6. When Andrew connects Briony to the brain graph machine, he says, “I saw things more intimately Briony’s than if I had seen her undressed.” What does he mean by this? What are the implications of this “cephalic-invasive” voyeurism for Andrew and Briony’s relationship?

7. Mark Twain is a recurring motif in the book. Why do you think Andrew is so drawn to Twain? Think of when Andrew refers to the “imperial outrages annotated by MT in the last years of his life.” Twain lived through a different imperialistic era in America (the late 1800s and early 1900s), but how might this resonate with “imperial outrages” in Andrew’s own lifetime?

8. Andrew describes the possibility of a human yearning for a group brain, a larger social mind: “Perhaps we long for something like the situation these other creatures have— the ants, the bees— where the thinking is outsourced.” He mentions that this kind of thinking “brings us to politics.” What does he mean by this? How might this relate, specifically, to his encounters with the White House later in the book? What are other instances, in the book and in real life, when humans are drawn to this kind of “group brain” phenomenon?

9. Briony seems to transform Andrew. He speaks of how “watching her lifted me into a comparable state of happiness.” How do you think Briony manages to rescue Andrew from his “cold clear emotionless pond of silence”? What is it about her that inspires such life in him?

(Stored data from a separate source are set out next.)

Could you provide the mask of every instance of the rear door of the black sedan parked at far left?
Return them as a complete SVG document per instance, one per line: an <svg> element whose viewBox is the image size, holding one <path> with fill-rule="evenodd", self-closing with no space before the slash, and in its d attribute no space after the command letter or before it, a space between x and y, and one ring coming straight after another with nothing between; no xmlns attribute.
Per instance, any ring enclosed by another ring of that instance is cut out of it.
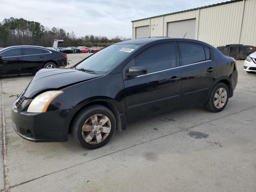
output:
<svg viewBox="0 0 256 192"><path fill-rule="evenodd" d="M50 51L41 48L25 47L23 48L23 61L25 72L37 72L43 68L44 62Z"/></svg>

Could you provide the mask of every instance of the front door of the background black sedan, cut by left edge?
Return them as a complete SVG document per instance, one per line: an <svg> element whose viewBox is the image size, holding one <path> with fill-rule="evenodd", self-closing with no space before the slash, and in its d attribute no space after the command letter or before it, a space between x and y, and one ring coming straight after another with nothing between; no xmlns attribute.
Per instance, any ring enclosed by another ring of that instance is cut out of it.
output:
<svg viewBox="0 0 256 192"><path fill-rule="evenodd" d="M24 66L22 48L10 48L0 53L0 74L19 74Z"/></svg>

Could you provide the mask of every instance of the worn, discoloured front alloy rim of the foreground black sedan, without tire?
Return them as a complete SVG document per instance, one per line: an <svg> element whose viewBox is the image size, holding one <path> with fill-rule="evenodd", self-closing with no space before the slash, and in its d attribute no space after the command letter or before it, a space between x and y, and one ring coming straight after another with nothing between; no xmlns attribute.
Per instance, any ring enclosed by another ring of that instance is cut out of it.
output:
<svg viewBox="0 0 256 192"><path fill-rule="evenodd" d="M88 144L99 144L103 142L111 130L109 118L103 114L90 116L82 127L82 137Z"/></svg>

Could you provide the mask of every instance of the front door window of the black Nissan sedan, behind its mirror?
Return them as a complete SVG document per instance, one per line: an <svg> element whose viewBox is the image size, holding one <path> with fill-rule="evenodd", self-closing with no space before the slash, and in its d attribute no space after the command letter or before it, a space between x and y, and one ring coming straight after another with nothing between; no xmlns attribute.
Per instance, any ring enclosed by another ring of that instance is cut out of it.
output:
<svg viewBox="0 0 256 192"><path fill-rule="evenodd" d="M160 44L141 52L134 59L135 66L142 66L148 73L176 67L175 44Z"/></svg>

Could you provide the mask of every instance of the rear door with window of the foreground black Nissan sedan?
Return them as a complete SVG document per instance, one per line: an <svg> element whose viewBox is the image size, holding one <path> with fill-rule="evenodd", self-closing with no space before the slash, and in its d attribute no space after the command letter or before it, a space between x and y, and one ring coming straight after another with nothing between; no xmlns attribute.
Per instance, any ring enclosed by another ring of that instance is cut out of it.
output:
<svg viewBox="0 0 256 192"><path fill-rule="evenodd" d="M217 66L210 48L179 43L182 72L182 106L204 102L216 79Z"/></svg>

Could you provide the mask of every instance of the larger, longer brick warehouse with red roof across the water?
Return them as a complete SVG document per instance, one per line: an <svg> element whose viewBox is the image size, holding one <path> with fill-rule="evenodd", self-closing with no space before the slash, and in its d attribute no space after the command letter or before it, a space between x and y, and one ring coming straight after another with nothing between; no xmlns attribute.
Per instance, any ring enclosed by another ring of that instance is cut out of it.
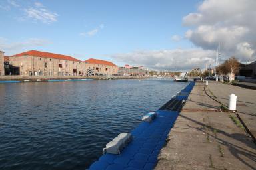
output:
<svg viewBox="0 0 256 170"><path fill-rule="evenodd" d="M21 76L84 76L85 64L71 56L27 51L9 57L9 64L19 67Z"/></svg>

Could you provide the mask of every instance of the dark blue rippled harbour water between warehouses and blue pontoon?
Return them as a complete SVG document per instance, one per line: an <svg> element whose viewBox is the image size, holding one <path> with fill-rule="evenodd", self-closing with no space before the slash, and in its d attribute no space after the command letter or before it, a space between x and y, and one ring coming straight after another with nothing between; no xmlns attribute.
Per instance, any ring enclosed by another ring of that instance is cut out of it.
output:
<svg viewBox="0 0 256 170"><path fill-rule="evenodd" d="M187 82L171 79L0 84L0 169L86 169Z"/></svg>

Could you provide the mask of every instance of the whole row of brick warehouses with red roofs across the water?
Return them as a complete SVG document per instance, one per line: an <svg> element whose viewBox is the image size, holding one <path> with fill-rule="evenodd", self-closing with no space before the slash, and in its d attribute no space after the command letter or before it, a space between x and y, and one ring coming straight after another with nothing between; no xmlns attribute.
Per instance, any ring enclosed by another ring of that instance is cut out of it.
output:
<svg viewBox="0 0 256 170"><path fill-rule="evenodd" d="M105 60L84 62L72 56L30 50L5 57L0 52L0 75L21 76L115 76L118 67Z"/></svg>

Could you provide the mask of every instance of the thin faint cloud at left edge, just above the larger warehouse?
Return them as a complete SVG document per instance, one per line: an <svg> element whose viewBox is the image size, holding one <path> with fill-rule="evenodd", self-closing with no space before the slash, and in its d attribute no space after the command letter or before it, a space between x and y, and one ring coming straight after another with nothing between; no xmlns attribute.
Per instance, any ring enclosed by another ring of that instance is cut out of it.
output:
<svg viewBox="0 0 256 170"><path fill-rule="evenodd" d="M0 50L8 55L17 54L24 49L32 49L38 46L45 46L50 42L45 39L31 38L21 42L11 42L8 39L0 37Z"/></svg>

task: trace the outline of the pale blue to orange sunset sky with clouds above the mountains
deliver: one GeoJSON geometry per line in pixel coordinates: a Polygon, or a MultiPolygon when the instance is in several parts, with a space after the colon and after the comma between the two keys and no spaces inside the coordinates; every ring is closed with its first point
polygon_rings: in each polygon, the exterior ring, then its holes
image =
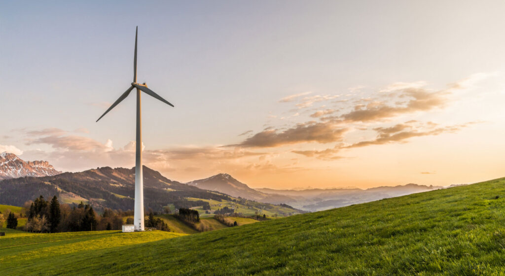
{"type": "Polygon", "coordinates": [[[2,1],[0,151],[274,189],[505,176],[505,2],[2,1]]]}

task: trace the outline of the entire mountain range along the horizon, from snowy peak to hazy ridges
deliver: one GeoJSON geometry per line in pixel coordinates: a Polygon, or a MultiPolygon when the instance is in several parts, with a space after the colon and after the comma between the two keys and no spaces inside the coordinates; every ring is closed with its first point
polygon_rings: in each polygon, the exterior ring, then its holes
{"type": "MultiPolygon", "coordinates": [[[[161,210],[168,203],[176,207],[191,207],[203,204],[203,201],[195,202],[195,199],[231,200],[231,197],[235,197],[265,204],[288,204],[299,210],[318,211],[443,188],[407,184],[366,190],[253,189],[225,173],[181,183],[145,166],[143,168],[145,207],[154,210],[161,210]]],[[[60,200],[66,203],[83,201],[99,208],[114,209],[131,209],[133,206],[134,168],[103,167],[79,173],[61,173],[47,161],[24,161],[13,153],[4,152],[0,154],[0,180],[2,179],[2,204],[19,206],[40,194],[46,197],[59,194],[60,200]]]]}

10. Andrew also remarks about Briony that he finds “redemption” in “the loving attentions of this girl.” Then, at the very end of the book, he describes how Mark Twain found a different kind of redemption in the world, when his children “remember this tale and laugh with love for their father.” What is similar about their two kinds of redemption? What is different?

11. How does love transform Andrew? Is it a permanent transformation, or is it temporary? Andrew describes love as “the blunt concussion that renders us insensible to despair.” He also describes the happiness that stems from love as a feeling “possibly induced by endormorphin, the brain’s opiate.” Why do you think Andrew gravitates towards physical metaphors to describe the power of love?

12. By the end of the story, how much did you trust or believe in the literal truth of what Andrew was saying? Did your attitude towards his narrative reliability change at all, over the course of the novel?